Manhattan Institute fellow Heather Mac Donald, a well-known proponent of the Ferguson effect theory, has argued that Minneapolis's experience is indicative of a new wave of violence.
"The timing, the severity of the crime increase, the fact that it follows the previous pattern, and the degree of stigma against officers today, especially in Minneapolis, is so much greater than we saw in the first iteration of the Ferguson effect," Mac Donald told the Free Beacon. "We already saw what happened back then, I wouldn't expect anything to be different with the relation of officer de-policing and the emboldening of criminals."
That tracks the theory that Mac Donald and others have argued for. After the highly publicized shooting of Michael Brown, confidence in the police plummeted and officers reported that they were more worried about their safety and less willing to make stops. The result, some argue, was a police withdrawal, which resulted in the increase in homicide in 2015 and 2016.
The shots data, however, are only part of the story, and crime incidents reported by the police paint a more complicated picture.
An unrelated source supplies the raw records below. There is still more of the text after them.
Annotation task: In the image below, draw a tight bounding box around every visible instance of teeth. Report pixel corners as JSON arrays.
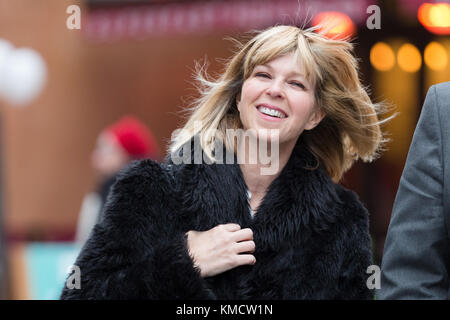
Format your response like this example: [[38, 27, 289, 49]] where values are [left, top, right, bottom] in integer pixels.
[[258, 107, 285, 119]]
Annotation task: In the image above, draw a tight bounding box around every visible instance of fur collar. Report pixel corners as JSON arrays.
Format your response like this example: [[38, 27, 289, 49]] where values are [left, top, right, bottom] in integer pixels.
[[167, 139, 341, 250]]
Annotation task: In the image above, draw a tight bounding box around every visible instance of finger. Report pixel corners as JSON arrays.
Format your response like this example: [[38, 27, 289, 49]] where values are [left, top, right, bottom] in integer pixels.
[[232, 228, 253, 242], [235, 241, 255, 253], [235, 254, 256, 266], [223, 223, 241, 232]]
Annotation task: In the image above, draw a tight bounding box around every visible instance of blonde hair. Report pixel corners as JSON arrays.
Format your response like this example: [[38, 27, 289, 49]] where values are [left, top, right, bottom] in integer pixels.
[[169, 26, 387, 182]]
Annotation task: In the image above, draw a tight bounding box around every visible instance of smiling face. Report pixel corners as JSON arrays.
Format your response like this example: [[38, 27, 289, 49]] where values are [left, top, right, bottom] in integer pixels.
[[237, 53, 324, 145]]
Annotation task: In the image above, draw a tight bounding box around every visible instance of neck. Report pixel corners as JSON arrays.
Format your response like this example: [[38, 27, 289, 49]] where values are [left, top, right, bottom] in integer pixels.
[[238, 137, 296, 196]]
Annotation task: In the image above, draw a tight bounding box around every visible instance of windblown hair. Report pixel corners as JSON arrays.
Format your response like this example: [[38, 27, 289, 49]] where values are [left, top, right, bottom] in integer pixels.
[[169, 26, 389, 182]]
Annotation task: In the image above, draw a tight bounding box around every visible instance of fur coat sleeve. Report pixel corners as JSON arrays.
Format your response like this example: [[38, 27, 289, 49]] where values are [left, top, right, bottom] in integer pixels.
[[61, 160, 214, 300]]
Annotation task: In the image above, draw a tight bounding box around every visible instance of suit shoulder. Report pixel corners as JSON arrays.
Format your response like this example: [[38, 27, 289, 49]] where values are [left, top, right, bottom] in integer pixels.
[[430, 81, 450, 94]]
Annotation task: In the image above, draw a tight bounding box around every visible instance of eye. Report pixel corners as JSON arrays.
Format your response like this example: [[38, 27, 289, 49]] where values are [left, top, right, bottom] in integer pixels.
[[255, 72, 270, 79], [291, 81, 306, 90]]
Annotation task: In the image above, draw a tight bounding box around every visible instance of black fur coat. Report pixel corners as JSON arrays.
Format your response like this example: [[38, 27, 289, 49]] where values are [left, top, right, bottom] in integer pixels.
[[61, 140, 373, 299]]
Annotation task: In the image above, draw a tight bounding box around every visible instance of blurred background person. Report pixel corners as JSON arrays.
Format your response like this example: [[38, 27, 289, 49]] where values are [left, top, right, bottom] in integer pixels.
[[75, 116, 159, 245]]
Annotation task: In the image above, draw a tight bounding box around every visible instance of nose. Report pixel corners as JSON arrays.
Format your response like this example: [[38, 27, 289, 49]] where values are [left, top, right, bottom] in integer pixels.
[[266, 79, 284, 98]]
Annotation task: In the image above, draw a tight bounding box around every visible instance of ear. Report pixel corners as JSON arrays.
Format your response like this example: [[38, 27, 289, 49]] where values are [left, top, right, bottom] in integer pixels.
[[305, 108, 325, 130]]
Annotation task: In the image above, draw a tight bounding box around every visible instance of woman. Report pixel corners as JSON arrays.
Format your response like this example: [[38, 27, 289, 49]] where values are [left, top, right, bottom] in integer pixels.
[[61, 26, 383, 299]]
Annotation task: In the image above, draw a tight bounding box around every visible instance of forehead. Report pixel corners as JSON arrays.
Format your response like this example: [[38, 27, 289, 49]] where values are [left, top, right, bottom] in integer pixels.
[[255, 53, 305, 76]]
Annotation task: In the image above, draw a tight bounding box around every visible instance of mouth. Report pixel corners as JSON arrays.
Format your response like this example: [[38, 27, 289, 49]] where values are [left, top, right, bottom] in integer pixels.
[[256, 104, 288, 119]]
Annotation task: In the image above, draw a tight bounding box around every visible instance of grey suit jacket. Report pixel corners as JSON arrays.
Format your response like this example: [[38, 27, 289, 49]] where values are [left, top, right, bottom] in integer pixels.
[[377, 82, 450, 299]]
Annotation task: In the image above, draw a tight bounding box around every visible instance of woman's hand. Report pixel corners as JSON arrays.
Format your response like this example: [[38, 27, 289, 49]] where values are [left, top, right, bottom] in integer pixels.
[[186, 223, 256, 278]]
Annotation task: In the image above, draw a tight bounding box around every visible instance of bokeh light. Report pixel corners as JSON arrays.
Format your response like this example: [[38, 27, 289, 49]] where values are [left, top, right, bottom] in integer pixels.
[[417, 3, 450, 35], [370, 42, 395, 71], [397, 43, 422, 72], [424, 41, 448, 71]]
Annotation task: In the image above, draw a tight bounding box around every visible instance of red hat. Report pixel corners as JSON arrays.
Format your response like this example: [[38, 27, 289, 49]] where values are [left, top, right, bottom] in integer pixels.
[[105, 116, 159, 159]]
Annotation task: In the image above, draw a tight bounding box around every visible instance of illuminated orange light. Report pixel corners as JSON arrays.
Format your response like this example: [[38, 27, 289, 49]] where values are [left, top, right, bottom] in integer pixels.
[[312, 11, 356, 39], [424, 41, 448, 71], [370, 42, 395, 71], [397, 43, 422, 72], [417, 3, 450, 34]]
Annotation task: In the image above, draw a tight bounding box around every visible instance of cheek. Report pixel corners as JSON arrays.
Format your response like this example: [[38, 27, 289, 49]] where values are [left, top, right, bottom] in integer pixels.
[[292, 94, 314, 121], [241, 80, 262, 103]]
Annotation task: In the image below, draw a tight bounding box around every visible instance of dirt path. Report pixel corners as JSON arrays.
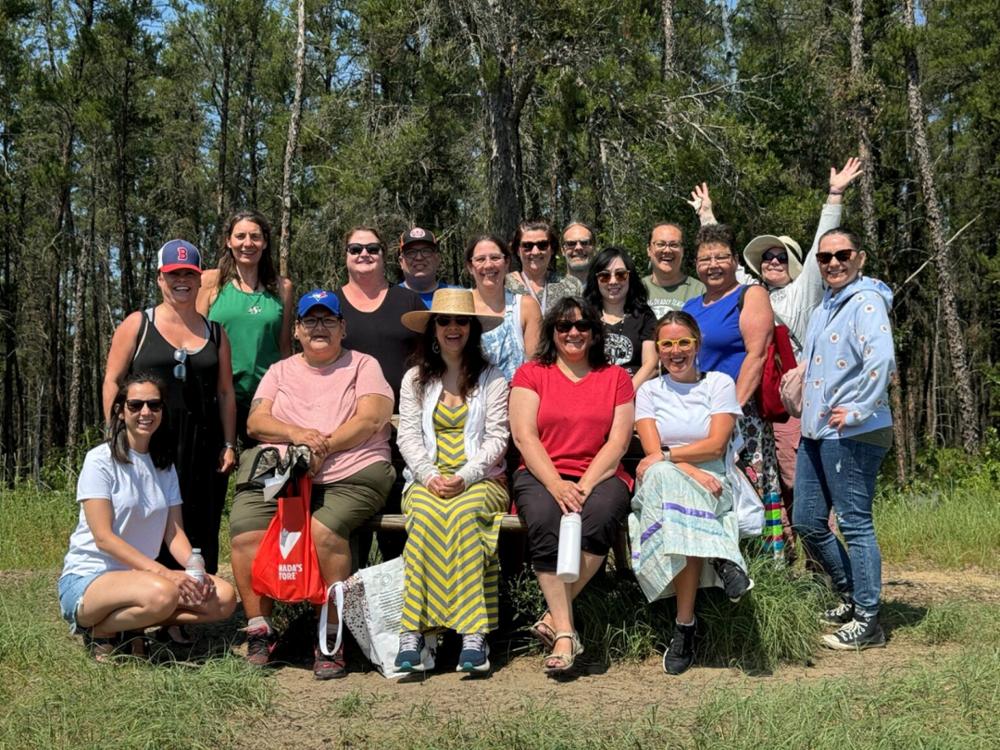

The actual number of felonious crimes has followed the historical trend—a finding that challenges the notion that lawlessness is on the rise.
A closer look at the data broken down by offense provides a more nuanced picture. Only rates of assault—particularly, second-degree assault, meaning assault with a dangerous weapon—have consistently risen since Floyd's death.
Auto theft is up over previous years, but that increase predates May 25; burglary spiked briefly, but a concurrent drop in larceny suggests that discrepancy may be partially due to a coding error. Rates of rape, robbery, and arson are not out of line with historical norms.
The spike in gun violence definitely supports a renewed Ferguson effect, but the ambiguity suggested by many crimes going unaffected means the case is not conclusive. As it turns out, such ambiguities have long characterized debate around the Ferguson effect.
Some scholarly evidence backs up the idea that public pressure on police increases crime. Research from Baltimore found that Brown's death in Ferguson caused police to pull back, while crime rose and arrests fell after the police killing of city resident Freddie Gray. A paper released earlier this year found that cities with police departments under investigation after "viral" police shootings saw substantial spikes in violence.
Other research, however, disagrees. A 2019 study argues that declines in arrests in cities predate both Ferguson and the homicide spike, while a 2016 analysis grants that there is "a Ferguson Effect on homicide rates in a few select cities" but discounts a systematic effect on crime nationwide.
So is Minneapolis experiencing a Ferguson effect or not? Mac Donald thinks so, arguing that "it is precisely the gangbanging shootings, the drive-bys, these insane shootings that take children's lives, that are the most susceptible to de-policing." That, she said, is because such crimes are most likely to be discouraged by the proactive stops that police are currently unwilling to do—a sentiment echoed by leaders of the Minneapolis police union.
Asher, however, urged caution, emphasizing that just because a trend changes after a particular event does not mean the event caused the change. He pointed out that a more general rise in homicide in the country—which some commentators have pinned on anti-police protests—actually predates May 25. Inferring cause is complicated, he argued, and other factors, including the coronavirus lockdown, may be at play.
"It's really hard to say 'x' is the cause of it," Asher said. "In a place like Minneapolis, there's clearly a spike, but what it means is a lot more difficult to determine."